Einstein’ın meşhur EPR makalesini okuyan yakın dostu Erwin Schrödinger (ki kendisi aynı zamanda kuantum alan fonksiyonu denklemini de bulan insan) daha 1936 yılında iki parçacığın ilişkisini “dolanıklık” olarak tanımlamıştı. Onun verdiği isim kaldı.
Aynı Schrödinger, “Kanıtlayamam ama doğanın işletim sistemi kuantum” diye yazmıştı Einstein’a. Evet öyleydi, doğa kesintiliydi ve o kesik kesik parçacıklar arasındaki ilişki de kuantumdu.
Fakat tabii, o kesik kesikliklerin alanına girdiğimizde, o seviyeye küçülmeyi başardığımızda çok acayip şeyler oluyordu. Örneğin bir elektron ansızın bir yerde beliriyor, sonra yine bir anda hop başka bir yerde ortaya çıkıyordu. Ortaya çıkan şey yeni ve bambaşka bir elektron muydu, yoksa ilk elektron muydu? Bu sorunun cevabını bile bilmiyoruz; belki bilmemizin çok önemi de yok.
Doğanın işletim sisteminin kuantum olduğunun John Bell tarafından kanıtlanması, bizi çok uç alanlara, çok yeni fizik anlayışlarına götürdü.
Bu yeni alanların başlıcasına “kuantum enformasyon teorisi” adı veriliyor. Doğanın temelinin dolanık kuantum parçacıkların 0 ve 1’lerinden oluştuğunu söyleyen teori.
Bu teori sayesinde kara delikleri başka bir gözle görüyoruz artık. Doğada görebileceğimiz en büyük kütleli varlıklar olan kara delikleri kuantum mekaniğinin yöntemleriyle anlamaya ve anlamlandırmaya çalışıyoruz.

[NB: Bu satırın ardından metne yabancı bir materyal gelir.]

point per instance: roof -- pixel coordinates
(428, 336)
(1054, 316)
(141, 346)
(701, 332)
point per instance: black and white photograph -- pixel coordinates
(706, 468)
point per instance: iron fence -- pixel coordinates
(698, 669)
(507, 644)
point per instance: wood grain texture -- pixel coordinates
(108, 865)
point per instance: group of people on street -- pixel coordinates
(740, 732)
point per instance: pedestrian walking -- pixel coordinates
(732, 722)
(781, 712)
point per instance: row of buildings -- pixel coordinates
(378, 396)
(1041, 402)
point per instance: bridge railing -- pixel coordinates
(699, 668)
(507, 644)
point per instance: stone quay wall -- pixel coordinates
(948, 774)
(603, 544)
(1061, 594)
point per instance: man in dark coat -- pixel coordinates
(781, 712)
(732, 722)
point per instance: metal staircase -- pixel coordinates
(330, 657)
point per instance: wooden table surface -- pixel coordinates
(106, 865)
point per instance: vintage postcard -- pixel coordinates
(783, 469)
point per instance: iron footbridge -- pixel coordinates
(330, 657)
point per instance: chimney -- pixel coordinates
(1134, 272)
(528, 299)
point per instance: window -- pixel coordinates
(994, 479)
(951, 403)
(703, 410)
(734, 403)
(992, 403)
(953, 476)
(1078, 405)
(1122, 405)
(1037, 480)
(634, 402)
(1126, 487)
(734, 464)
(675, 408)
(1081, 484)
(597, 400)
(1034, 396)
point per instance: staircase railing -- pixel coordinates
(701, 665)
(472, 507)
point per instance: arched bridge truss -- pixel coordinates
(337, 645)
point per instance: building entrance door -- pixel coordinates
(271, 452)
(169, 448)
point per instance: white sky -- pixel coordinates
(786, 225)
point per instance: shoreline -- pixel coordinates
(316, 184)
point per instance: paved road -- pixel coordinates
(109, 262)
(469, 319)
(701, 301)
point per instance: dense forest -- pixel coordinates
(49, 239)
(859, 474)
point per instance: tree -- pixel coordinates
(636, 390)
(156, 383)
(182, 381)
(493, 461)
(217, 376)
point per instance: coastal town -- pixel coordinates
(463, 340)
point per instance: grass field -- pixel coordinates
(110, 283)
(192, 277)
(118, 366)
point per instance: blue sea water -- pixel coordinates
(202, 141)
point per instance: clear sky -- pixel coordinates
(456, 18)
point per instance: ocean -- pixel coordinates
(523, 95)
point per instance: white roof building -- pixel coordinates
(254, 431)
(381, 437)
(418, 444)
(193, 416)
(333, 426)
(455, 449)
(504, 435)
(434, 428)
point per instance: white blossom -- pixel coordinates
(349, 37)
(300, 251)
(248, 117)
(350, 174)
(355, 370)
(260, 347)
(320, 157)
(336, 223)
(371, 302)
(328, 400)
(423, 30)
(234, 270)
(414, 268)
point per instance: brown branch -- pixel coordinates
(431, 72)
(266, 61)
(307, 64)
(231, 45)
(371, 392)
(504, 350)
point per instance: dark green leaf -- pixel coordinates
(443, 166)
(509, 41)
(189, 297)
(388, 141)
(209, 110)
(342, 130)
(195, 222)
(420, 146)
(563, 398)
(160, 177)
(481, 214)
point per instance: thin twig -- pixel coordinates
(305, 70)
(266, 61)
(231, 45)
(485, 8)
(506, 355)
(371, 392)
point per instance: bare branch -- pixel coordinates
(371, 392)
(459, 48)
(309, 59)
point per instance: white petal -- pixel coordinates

Kuantum dolanıklığının sadece elektron veya kuantum seviyesinde değil atom, hatta molekül seviyesinde de var olabildiğini kanıtladık daha yakın zamanda.
Biz “Muhalefetin adayı kim olacak” diye çene yarıştırırken dünya kendini başka bir geleceğe hazırlıyor.